Programming AVR in Assembly or Machine Language

The question I'm going to ask you is a very simple one- How can I program (AVR in general) my Atmega 328P in Machine or Assembly Language? I know it is possible as all microcontrollers, no matter which language they are running convert high level language to low level languages and utimately Machine language. That's the job of the compiler. I want to run assembly or machine language because-

  1. It is relatively new for me. I have done programming in C and hope it repeat my success in Arduino language as well but I also want to learn assembly or machine in my quest to get a deeper understanding of computer systems and what better medium to learn it for than my favorite microprocessor.
  2. I have heard that it is tad faster. However, that applies to computers but maybe I may find something to make my code faster in this domain. For example- say the person who coded a for loop for AVR would have done his coding in machine or assembly. If I am able to get that coding and I know either machine or assembly, I may be able to find bugs in his code and make it faster. This is what hacking was in its original form and this is what I want to do.
  3. The outcomes of this job are relatively infinte and out of my scope to mention them here.

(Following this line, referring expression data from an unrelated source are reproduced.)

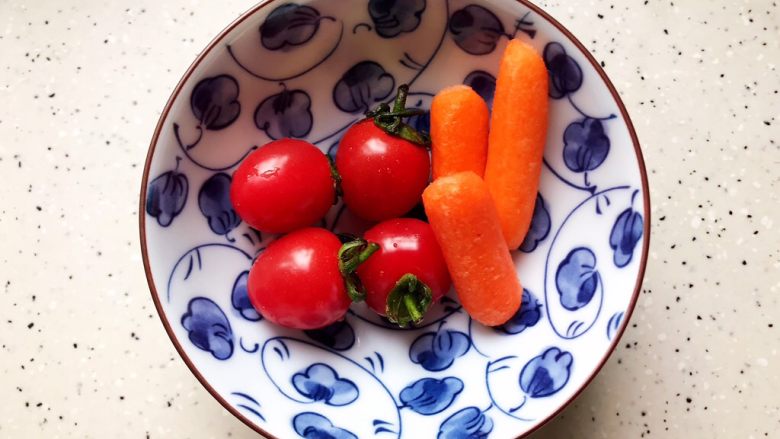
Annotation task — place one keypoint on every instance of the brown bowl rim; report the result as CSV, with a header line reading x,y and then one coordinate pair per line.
x,y
250,12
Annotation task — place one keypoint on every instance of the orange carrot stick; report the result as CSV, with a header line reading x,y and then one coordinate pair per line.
x,y
518,129
465,222
459,131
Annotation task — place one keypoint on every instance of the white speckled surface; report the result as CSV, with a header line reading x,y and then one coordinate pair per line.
x,y
84,354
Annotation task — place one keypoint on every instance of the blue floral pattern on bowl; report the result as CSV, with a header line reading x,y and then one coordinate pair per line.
x,y
309,69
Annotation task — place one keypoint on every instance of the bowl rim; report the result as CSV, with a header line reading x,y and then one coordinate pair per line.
x,y
251,12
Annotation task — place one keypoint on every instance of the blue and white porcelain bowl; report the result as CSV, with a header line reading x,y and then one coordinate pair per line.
x,y
309,70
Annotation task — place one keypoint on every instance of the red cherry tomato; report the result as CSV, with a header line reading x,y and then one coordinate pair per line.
x,y
406,246
283,186
382,175
296,281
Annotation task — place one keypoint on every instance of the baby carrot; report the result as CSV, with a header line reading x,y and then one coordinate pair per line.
x,y
459,131
465,222
518,129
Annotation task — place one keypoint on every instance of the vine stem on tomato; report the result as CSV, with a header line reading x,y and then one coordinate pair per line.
x,y
383,162
397,269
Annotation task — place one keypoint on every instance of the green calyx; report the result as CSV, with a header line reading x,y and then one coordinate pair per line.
x,y
336,177
390,120
408,301
351,255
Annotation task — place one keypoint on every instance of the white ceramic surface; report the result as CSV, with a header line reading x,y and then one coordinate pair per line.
x,y
310,70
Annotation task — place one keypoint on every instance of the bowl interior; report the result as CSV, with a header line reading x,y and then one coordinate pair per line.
x,y
310,70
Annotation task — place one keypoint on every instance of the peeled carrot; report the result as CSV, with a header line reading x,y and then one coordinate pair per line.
x,y
461,212
518,130
459,131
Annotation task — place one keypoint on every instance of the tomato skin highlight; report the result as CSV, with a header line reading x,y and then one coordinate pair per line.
x,y
382,176
407,246
283,186
296,281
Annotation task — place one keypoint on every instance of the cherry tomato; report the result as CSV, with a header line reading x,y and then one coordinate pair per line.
x,y
382,174
407,246
283,186
296,281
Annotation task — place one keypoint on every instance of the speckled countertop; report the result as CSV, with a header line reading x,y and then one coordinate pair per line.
x,y
84,355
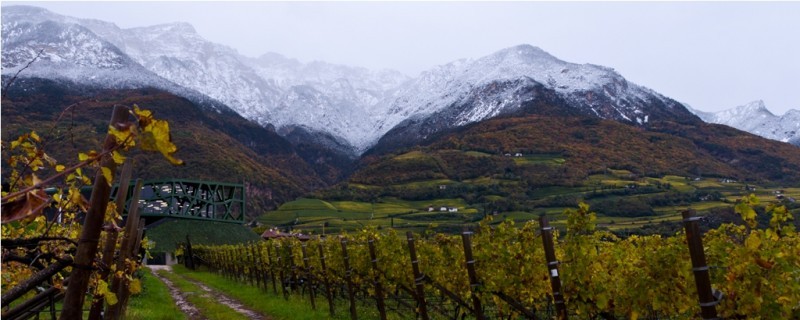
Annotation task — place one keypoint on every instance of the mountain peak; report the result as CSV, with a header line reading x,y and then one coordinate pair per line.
x,y
173,27
526,51
755,106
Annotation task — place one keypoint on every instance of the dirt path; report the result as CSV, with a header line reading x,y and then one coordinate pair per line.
x,y
180,300
191,311
230,302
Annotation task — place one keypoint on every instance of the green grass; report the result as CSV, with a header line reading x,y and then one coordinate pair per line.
x,y
274,305
172,232
413,155
154,302
551,159
199,298
307,204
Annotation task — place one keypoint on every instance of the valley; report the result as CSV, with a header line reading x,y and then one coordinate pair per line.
x,y
625,204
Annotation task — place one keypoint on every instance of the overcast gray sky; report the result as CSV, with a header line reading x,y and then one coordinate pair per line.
x,y
711,55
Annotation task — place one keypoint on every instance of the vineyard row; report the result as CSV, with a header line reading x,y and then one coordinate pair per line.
x,y
530,272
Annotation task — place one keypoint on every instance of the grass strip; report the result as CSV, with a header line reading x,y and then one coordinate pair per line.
x,y
266,302
206,304
154,302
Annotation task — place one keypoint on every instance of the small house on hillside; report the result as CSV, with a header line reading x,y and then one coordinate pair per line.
x,y
272,233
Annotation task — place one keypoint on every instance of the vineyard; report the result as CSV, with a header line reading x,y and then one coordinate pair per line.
x,y
508,271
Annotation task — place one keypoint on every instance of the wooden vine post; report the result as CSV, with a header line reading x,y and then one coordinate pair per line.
x,y
466,236
124,292
376,280
309,279
325,280
272,267
111,236
92,226
348,272
552,267
422,308
132,226
699,266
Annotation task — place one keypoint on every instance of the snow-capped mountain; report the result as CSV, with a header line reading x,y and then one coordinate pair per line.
x,y
272,90
67,50
756,119
468,91
353,107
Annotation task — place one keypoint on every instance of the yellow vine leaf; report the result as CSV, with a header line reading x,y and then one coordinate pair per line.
x,y
156,137
108,175
29,205
102,289
135,286
118,157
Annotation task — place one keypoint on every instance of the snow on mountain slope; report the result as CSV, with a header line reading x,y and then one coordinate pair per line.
x,y
325,97
756,119
271,89
71,51
355,106
592,89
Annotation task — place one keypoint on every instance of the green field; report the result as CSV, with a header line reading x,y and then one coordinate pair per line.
x,y
614,186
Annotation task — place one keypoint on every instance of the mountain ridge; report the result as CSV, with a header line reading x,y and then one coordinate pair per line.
x,y
754,117
353,107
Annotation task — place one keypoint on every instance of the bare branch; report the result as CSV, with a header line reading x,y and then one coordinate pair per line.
x,y
14,78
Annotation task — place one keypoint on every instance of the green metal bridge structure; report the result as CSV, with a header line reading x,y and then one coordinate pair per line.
x,y
189,199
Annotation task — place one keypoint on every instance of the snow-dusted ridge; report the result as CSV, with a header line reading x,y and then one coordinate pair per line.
x,y
754,117
354,106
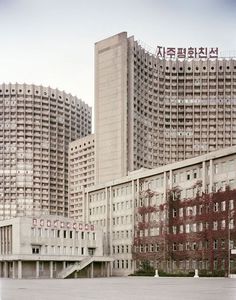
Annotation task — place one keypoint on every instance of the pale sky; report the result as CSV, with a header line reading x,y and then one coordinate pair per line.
x,y
51,42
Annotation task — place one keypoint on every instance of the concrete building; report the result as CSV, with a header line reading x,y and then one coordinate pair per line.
x,y
149,213
81,173
152,111
51,247
36,125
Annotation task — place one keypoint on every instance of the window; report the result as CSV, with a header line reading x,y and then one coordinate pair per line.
x,y
215,225
215,244
174,212
223,205
222,224
216,207
35,249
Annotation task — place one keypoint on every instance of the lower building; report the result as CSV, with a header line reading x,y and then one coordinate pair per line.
x,y
178,217
51,247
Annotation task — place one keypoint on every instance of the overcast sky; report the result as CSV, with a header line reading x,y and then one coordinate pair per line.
x,y
51,42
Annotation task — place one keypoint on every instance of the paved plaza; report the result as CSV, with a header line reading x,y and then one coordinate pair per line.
x,y
125,288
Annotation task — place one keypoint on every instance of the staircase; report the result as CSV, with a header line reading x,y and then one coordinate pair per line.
x,y
75,267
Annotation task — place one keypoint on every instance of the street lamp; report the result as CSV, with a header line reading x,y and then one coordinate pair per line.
x,y
230,215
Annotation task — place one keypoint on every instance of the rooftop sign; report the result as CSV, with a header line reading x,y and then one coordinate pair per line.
x,y
173,53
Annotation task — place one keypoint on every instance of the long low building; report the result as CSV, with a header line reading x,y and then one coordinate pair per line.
x,y
51,247
178,217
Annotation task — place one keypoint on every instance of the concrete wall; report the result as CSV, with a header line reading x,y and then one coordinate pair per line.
x,y
111,108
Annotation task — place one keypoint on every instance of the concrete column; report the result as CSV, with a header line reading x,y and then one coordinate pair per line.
x,y
5,269
102,272
37,269
204,176
51,269
91,275
108,270
19,269
171,179
13,269
211,175
165,187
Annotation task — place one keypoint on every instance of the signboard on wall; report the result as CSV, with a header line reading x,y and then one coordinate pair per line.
x,y
173,53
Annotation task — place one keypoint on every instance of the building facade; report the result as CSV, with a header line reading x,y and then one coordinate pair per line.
x,y
153,111
51,247
36,126
81,173
179,217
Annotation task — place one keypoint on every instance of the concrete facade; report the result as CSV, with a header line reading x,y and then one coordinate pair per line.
x,y
81,173
111,108
36,125
152,111
115,205
49,247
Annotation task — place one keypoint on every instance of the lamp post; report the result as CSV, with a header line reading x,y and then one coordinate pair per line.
x,y
230,214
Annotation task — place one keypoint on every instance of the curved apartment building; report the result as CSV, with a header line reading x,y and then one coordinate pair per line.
x,y
153,111
36,125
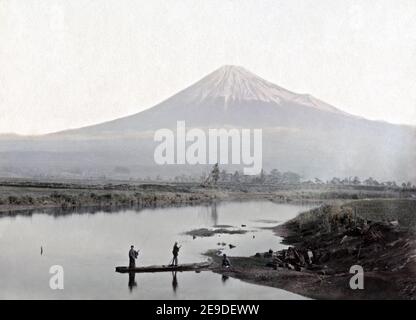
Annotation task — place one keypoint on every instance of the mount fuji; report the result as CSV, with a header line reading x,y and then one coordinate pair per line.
x,y
300,133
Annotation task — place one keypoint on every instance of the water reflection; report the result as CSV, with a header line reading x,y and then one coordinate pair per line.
x,y
214,213
132,281
174,281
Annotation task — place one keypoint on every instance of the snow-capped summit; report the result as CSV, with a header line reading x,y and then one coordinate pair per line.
x,y
236,84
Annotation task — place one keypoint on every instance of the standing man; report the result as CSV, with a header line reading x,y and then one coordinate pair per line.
x,y
132,257
175,252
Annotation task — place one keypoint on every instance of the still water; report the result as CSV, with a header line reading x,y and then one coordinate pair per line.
x,y
89,245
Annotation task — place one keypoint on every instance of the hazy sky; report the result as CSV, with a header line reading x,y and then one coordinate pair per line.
x,y
65,64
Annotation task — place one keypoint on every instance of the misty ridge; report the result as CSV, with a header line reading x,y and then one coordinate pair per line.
x,y
300,133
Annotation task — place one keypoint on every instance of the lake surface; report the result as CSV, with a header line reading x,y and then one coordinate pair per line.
x,y
89,245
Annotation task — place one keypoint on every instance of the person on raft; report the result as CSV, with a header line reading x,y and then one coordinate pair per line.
x,y
175,252
225,261
133,254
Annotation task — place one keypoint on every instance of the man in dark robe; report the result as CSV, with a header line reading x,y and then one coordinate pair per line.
x,y
175,252
132,257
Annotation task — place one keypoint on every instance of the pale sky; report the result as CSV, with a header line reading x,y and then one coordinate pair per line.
x,y
66,64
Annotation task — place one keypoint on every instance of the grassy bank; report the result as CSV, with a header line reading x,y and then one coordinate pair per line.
x,y
378,235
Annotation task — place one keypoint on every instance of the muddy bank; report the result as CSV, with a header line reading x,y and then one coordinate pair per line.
x,y
378,235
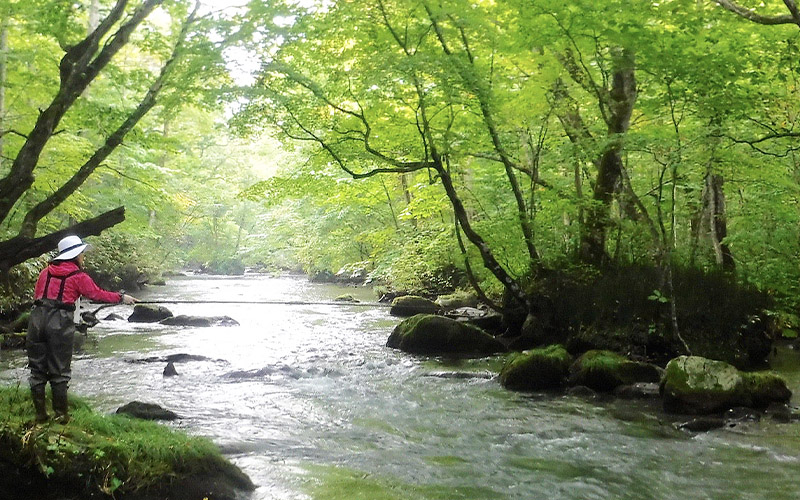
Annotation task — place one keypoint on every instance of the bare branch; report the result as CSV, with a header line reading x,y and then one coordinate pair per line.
x,y
752,15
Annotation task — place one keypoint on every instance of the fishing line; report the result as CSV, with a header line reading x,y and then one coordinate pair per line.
x,y
266,302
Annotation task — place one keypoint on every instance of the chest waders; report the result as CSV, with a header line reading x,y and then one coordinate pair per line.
x,y
51,332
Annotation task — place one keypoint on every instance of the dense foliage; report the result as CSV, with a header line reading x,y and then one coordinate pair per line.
x,y
424,141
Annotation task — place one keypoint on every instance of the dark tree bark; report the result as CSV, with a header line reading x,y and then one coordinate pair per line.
x,y
616,106
78,68
715,220
19,249
620,103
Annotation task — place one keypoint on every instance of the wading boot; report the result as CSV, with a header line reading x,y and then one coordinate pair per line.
x,y
39,403
60,404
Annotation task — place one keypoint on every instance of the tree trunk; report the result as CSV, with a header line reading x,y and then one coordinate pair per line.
x,y
715,218
3,61
619,107
19,249
78,68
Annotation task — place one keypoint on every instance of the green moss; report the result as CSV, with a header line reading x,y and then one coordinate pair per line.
x,y
763,388
105,453
437,335
340,483
606,370
692,374
536,369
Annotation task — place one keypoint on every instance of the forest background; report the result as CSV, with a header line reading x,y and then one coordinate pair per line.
x,y
424,144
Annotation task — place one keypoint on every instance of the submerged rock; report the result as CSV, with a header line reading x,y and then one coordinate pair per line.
x,y
702,424
606,370
409,305
199,321
347,297
536,369
146,411
436,335
147,313
764,388
639,390
169,370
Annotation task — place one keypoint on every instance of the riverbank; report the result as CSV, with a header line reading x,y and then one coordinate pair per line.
x,y
106,456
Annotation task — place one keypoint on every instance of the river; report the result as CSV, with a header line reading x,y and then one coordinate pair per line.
x,y
309,402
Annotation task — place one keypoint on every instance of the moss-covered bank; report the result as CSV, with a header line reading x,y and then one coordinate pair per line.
x,y
100,456
623,309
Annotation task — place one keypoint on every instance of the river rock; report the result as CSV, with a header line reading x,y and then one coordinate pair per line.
x,y
763,388
693,384
457,300
702,424
169,370
146,411
148,313
536,369
437,335
697,385
347,297
409,305
606,370
536,331
639,390
199,321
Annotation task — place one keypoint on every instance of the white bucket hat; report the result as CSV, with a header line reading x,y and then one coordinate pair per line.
x,y
70,247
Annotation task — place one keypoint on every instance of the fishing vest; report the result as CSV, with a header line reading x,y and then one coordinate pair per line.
x,y
57,301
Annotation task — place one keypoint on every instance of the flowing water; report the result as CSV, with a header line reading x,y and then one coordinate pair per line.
x,y
309,402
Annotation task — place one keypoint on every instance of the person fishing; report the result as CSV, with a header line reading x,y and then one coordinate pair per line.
x,y
51,328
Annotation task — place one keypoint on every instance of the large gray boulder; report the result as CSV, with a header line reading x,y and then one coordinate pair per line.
x,y
696,385
536,369
437,335
409,305
149,313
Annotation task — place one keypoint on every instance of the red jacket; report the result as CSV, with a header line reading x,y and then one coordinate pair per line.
x,y
76,284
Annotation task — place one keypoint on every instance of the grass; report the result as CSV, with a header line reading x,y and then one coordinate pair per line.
x,y
105,453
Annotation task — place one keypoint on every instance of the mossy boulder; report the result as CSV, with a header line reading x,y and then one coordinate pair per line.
x,y
536,369
697,385
763,389
148,313
456,300
409,305
436,335
607,370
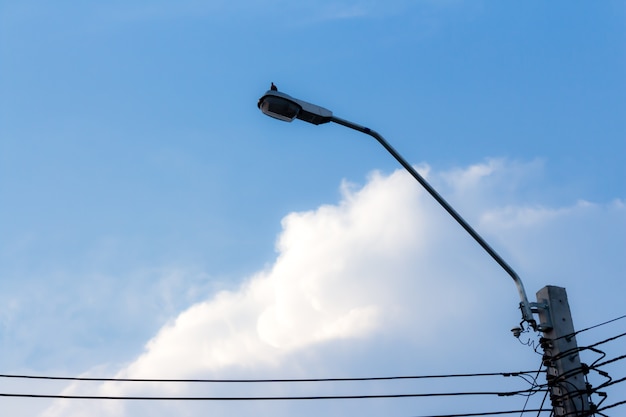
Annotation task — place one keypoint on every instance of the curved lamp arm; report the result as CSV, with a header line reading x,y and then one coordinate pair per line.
x,y
284,107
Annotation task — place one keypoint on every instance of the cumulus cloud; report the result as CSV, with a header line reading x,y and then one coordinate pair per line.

That's why I request the LMR community to help me and bombard me with information please!! :)

I can’t seem to get to Google at the moment, but,

a simple search will tell you as much as any of us can.

Good luck

Good luck with your assembly language programming Vishu.

I spent 12 years once working in assembly on a project.  When you first start, you thing that you MUST be doing something wrong, because it seems to take a lot more lines of code.  In general I think its about 10 lines of assembly to every 1 line of a higher level language.  Programmers seem to average about 1 mistake every 10 lines of code …so… you usually make 10x more mistakes in assembly language.

That said it can be a bit faster, but is well worth learning, since you come away with a much better understanding of what the computer and the compiler are doing.

Good luck and have fun, let us know what you think of assembly language.